Teraz jest czas na dyskusję, a nie na obrażanie.

Obraz styku spraw broni palnej ze światem polityki z ostatnich kilku tygodni. Spotkanie w Gdańsku zorganizowane przez wiceministra w Ministerstwie Infrastruktury Kazimierza Smolińskiego, poświęcone zagrożeniom jakie niesie dyrektywa Bieńkowskiej. W trakcie dyskusji rzeczowy głos pani europoseł Anny Fotyga. Jednoznaczna deklaracja pana sekretarza stanu Kazimierza Smolińskiego, że obawy przed dyrektywą Bieńkowskiej są uzasadnione, ale PiS będzie podejmował działania aby w ramach implementacji zagrożenia neutralizować. Pojawia się pozytywne zapowiedzi ze strony FB “Łucznik” Radom o otwarciu się na rynek cywilny, za tym idą fakty, broń od radomskiego producenta pojawia się w sprzedaży. Pojawia się też zupełnie mały sygnał z ministerstwa sportu o planach dotyczących strzelnic, w odpowiedzi na interpelację posła Stanisława Pięty. Z drugiej strony pojawiają się twierdzenia ministra Macierewicza, które najogólniej można stwierdzić, nie napawają optymizmem. Do tego trzeba dołożyć urywki wiadomości z wizyty Jarosława Kaczyńskiego w Gdańsku i jego przekaz, że do posiadania broni Polacy nie gotowi. Jak zagłosują w sprawie dyrektywy polscy europosłowie, nie mam pojęcia, żadem nie był łaskaw o tym publicznie wspomnieć czy zrobić konferencji prasowej na ten temat. MSWiA i MON na kierowane do nich pisma nie odpowiadają.

Na ten polski obraz nakłada się obraz naszych południowych sąsiadów, którzy nie chcą poddać się dyktatowi eurokratów i planują umieszczenie prawa do broni w swojej konstytucji. Marzymy o takich politykach w Polsce. Z odległej, ale coraz ważniejszej dla polskiej polityki, Ameryki też bije blask wolności. Kagańcowe prawa nakładane na Amerykanów w sprawie broni, kasowane są w tempie zawrotnym.

Co my mamy sobie myśleć o poczynaniach partii rządzącej?
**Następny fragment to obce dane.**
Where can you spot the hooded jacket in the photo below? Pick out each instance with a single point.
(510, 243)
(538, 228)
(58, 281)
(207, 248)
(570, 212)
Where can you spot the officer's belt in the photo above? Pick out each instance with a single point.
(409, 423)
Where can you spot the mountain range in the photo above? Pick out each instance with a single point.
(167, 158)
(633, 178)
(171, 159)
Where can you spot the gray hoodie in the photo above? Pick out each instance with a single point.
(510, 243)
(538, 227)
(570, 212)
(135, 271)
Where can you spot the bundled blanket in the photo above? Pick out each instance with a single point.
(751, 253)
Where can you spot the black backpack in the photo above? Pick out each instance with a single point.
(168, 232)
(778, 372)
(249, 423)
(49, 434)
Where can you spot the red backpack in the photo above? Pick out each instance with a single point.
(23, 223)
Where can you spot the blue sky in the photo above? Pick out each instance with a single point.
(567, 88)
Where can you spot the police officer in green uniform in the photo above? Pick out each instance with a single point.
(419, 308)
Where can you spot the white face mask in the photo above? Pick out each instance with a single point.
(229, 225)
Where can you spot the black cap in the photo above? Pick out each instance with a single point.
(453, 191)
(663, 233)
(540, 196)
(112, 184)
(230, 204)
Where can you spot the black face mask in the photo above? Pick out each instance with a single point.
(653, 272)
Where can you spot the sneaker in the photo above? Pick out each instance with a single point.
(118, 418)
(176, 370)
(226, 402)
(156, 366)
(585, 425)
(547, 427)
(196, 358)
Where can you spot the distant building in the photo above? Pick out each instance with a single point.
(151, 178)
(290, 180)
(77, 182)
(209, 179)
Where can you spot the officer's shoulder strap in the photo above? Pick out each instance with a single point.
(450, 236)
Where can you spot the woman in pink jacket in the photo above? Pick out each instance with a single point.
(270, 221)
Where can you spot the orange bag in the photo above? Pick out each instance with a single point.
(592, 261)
Szczerze pisząc nie wiem, ale moje myśli są pełne obaw i są niespokojne. Na podstawie tego co widzę nabieram przekonania, że oni naprawdę nie mają wyrobionego wspólnego zdania w sprawie zmian reguł dostępu do broni palnej w Polsce. Ten problem w przestrzeni publicznej narasta. Chcielibyśmy aby racjonalny dostęp do broni była zgodna z tym co postulują środowiska strzeleckie.

Moim zdaniem powinniśmy podejmować rzeczową polemikę w tej sprawie, prezentując argumenty, a nie tezy oparte o emocje. Co to za polemika, gdy wobec ministra Macierewicza formułowane są przeróżne nieprzyjazne, a czasami wręcz obraźliwe określenia? Co ma sprawić taka argumentacja? Gdy dostrzegamy błędy, mówmy o tych błędach. Nie wolno jednak zapominać, że temat dostępu do broni palnej, nie zamyka polskiej racji stanu. Pomimo wad i błędów, jakie sam dostrzegam w tej sprawie, to wszystko staram się wskazywać i oceniać, ten rząd póki co zabezpiecza Polskę przed nachalną polityką imigracyjną lewaków rządzących w Unii Europejskiej. Moim zdaniem dzisiaj to zasadnicza sprawa. Nasza integralność terytorialna, kulturowa i etniczna to fundament państwa, który jednak wciąż zapewnia rząd PiSu. Nie da się też zakrzyczeć propagandą faktu, że rząd polski wzmacnia Polskę militarnie, co jest przecież fundamentem naszego istnienia.

Spierajmy się z politykami, ale nie niszczmy kanałów komunikacji niezbędnych do przekonywania i wypracowania porozumienia. Pokazujmy im błędy w rozumowaniu, ale nie obrażajmy się na tego czy innego polityka. Wskazywany przeze mnie fakt, że póki co PiS nie ma oficjalnie i kategorycznie negatywnego zdania o dostępie do broni palnej, znaczy ni mniej ni więcej tylko to, że waga jeszcze nie przechyliła się na żadną stronę. Czy każde rozwiązanie jest możliwe? Tego oczywiście nie wiem. Ale piłka pozostaje w grze i nie możemy sobie pozwolić na wykopanie jej poza boisko, pokazanie języka i wykrzykiwanie, że dalej nie będziemy grać. To postawa nieodpowiedzialna, infantylna i niegodna powagi naszej sprawy. Dostęp do broni palnej przecież wielu uznaje za sprawę ważną, za jeden z fundamentów bezpiecznej Polski.